By the time you reach the intersection, it's been a couple of seconds when you passed over the left hand turn lane marker, so there needs to be some kind of memory of these features as you pass them by. The vision engine will snapshot the extracted features it is seeing every short time internal or 1m of travel, creating a list of recently seen visual clues. Again, this is very similar to the way humans drive – we may not consciously remember that we rolled over a left hand turn marker, but our own neural network does and uses that information to guide our driving.

This "video module" where Tesla adds in a running memory of recent features is very powerful and I'm not aware of any other self driving system that does anything like this.

Finally, the output of this video network that is a combination of the current visual scene and recent visual clues projected onto a 3D vector space is then consumed by around 80 other neural networks that Tesla calls "tasks". Each task does a very specific thing like locate and understand traffic lights, or perceive traffic cones, or see stop signs, or identify cars and their velocities, etc.
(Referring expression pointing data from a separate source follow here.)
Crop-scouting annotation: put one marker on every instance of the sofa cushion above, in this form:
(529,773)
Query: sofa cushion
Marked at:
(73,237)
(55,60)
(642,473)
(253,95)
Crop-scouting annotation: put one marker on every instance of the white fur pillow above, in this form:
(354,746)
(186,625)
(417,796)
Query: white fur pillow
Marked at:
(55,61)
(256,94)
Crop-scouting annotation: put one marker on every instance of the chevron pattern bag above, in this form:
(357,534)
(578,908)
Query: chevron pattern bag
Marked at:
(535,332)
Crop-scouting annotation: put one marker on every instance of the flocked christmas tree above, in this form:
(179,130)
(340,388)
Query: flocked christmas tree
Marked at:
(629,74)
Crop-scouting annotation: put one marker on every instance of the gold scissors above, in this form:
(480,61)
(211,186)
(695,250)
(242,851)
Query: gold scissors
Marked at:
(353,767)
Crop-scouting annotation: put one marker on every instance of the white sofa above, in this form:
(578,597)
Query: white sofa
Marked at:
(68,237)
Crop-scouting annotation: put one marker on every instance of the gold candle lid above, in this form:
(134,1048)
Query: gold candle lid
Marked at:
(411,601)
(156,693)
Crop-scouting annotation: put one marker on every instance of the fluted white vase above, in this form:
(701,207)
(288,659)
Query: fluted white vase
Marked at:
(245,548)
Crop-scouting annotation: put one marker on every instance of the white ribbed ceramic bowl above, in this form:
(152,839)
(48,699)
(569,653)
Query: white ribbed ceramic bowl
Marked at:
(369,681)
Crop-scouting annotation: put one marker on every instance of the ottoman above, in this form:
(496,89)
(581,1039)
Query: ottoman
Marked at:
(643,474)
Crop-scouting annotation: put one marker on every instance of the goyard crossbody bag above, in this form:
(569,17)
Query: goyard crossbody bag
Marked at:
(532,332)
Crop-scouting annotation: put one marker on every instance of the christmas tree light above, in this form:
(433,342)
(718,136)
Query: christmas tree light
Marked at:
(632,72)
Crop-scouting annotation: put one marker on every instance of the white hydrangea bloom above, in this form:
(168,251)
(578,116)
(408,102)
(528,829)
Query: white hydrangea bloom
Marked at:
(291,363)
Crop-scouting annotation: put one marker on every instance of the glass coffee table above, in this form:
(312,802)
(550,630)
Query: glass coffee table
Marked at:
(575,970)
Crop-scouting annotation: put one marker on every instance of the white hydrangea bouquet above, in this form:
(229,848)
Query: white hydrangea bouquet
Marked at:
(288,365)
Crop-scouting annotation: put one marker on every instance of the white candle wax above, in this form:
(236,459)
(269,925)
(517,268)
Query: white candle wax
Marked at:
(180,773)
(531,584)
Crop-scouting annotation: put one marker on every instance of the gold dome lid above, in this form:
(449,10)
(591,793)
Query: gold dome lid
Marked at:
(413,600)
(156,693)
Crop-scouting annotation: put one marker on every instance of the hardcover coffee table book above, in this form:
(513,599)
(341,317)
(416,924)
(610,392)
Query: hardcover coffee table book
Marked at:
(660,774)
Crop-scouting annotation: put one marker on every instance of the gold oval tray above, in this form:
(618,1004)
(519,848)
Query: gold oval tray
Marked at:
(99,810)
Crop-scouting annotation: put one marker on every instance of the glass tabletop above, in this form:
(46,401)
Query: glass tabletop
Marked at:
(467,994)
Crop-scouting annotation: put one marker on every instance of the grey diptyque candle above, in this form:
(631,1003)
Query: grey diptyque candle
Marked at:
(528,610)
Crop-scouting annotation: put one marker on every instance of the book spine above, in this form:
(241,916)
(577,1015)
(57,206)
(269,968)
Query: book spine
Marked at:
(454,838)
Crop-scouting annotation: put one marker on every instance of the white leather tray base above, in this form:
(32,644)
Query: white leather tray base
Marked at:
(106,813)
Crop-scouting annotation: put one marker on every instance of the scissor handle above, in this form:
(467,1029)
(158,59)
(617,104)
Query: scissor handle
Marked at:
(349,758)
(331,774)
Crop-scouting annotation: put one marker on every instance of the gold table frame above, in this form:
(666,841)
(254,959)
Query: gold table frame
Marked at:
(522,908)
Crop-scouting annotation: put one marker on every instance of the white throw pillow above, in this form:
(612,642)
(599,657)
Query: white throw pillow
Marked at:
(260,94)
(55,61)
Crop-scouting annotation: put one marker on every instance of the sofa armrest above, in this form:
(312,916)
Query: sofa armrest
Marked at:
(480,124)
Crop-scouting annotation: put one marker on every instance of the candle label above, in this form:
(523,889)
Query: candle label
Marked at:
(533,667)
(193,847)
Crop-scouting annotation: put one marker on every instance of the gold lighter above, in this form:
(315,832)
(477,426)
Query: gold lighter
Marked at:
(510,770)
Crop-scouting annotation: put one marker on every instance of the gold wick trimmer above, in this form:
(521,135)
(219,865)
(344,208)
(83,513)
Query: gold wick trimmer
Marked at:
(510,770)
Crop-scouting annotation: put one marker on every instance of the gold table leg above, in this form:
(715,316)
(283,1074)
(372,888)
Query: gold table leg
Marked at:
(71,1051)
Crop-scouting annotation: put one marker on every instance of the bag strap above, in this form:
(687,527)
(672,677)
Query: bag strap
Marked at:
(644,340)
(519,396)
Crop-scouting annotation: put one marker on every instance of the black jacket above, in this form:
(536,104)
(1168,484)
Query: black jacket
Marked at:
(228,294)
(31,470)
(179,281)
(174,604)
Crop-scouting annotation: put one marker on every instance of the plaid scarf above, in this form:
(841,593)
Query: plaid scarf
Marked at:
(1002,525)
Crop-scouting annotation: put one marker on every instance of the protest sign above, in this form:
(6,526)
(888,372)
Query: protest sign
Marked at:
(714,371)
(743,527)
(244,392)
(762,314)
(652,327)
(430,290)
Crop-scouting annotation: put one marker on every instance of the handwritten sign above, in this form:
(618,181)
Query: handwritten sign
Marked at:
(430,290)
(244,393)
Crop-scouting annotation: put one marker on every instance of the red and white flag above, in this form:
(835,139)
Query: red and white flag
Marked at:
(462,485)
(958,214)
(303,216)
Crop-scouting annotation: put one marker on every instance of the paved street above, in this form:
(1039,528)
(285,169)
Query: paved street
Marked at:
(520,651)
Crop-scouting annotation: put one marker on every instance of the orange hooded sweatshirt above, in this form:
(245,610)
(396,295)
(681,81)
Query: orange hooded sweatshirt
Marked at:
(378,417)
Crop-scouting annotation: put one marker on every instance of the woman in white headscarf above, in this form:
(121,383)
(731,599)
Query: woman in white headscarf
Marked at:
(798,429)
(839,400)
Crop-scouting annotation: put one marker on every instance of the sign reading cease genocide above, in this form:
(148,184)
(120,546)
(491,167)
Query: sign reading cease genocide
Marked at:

The output of these tasks is high level semantic information like: in 30m, there is a red traffic light, or this car 30m in front of me is likely parked.

Part 3: Planning and Control

Now that the NN understands locations of all objects, what they are, how fast and in what direction they are moving, what is road surface, where the curbs are, what the signal environment (traffic, road signs) is, and what recently happened, now the autopilot must do three things.
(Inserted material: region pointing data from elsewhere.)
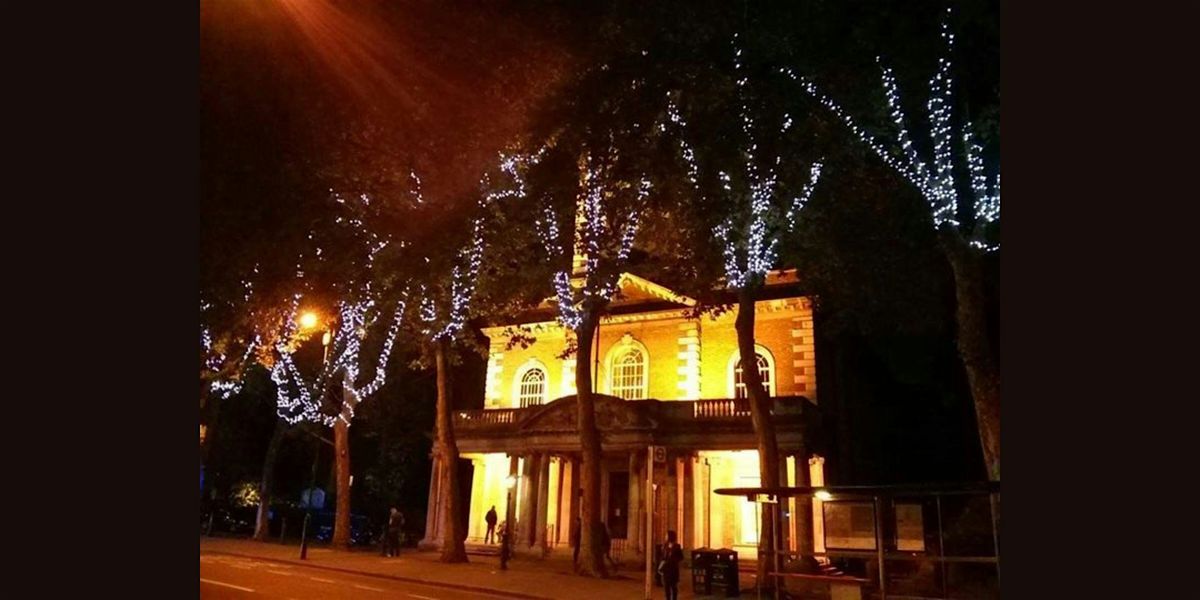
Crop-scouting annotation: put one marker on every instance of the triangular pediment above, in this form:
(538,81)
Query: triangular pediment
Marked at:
(612,414)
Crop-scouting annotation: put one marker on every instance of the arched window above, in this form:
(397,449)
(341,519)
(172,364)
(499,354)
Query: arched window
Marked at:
(629,375)
(766,370)
(533,388)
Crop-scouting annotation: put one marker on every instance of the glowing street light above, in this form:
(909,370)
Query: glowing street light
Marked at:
(309,319)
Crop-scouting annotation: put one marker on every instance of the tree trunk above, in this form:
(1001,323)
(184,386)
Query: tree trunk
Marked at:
(210,409)
(267,489)
(591,552)
(975,347)
(761,419)
(454,549)
(342,517)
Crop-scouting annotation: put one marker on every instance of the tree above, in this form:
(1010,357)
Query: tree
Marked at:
(247,324)
(605,201)
(965,229)
(331,397)
(756,213)
(448,280)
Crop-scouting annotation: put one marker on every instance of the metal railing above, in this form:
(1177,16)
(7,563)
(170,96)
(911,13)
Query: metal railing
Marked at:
(953,557)
(721,408)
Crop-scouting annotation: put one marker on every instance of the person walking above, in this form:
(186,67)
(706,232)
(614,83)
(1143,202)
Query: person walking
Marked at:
(576,534)
(490,537)
(669,567)
(606,544)
(395,523)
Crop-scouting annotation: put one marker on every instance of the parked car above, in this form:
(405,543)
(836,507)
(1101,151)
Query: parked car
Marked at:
(363,531)
(226,520)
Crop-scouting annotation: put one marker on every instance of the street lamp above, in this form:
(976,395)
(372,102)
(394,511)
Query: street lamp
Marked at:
(509,481)
(309,319)
(316,455)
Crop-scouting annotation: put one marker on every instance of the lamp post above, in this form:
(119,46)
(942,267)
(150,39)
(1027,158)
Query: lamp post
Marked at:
(309,321)
(509,481)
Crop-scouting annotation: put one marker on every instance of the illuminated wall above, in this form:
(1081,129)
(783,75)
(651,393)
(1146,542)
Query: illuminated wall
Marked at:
(687,359)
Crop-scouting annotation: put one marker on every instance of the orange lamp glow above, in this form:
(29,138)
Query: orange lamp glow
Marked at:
(309,319)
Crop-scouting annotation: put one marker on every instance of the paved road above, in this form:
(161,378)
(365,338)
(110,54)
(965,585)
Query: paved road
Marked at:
(235,577)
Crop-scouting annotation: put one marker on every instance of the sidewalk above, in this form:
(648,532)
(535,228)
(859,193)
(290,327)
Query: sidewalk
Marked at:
(526,577)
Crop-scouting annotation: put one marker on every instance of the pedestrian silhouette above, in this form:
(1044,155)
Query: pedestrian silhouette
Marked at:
(669,567)
(395,523)
(490,537)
First, it must predict what all the other moving objects are going to do in the next short while. Second, it must plan out what it is going to based on an overall plan (like following a GPS route), and third, it has to tell the car what to do.

This can get quite complicated. Let's explain using a simple example where the car is in the rightmost lane of a three lane road and needs to make a left turn up ahead while there are cars in the middle lane. To do this properly, the car must merge in between the two cars in the center lane and then merge into the far left lane, and do this without going too fast or too slow or with too much acceleration or deacceleration.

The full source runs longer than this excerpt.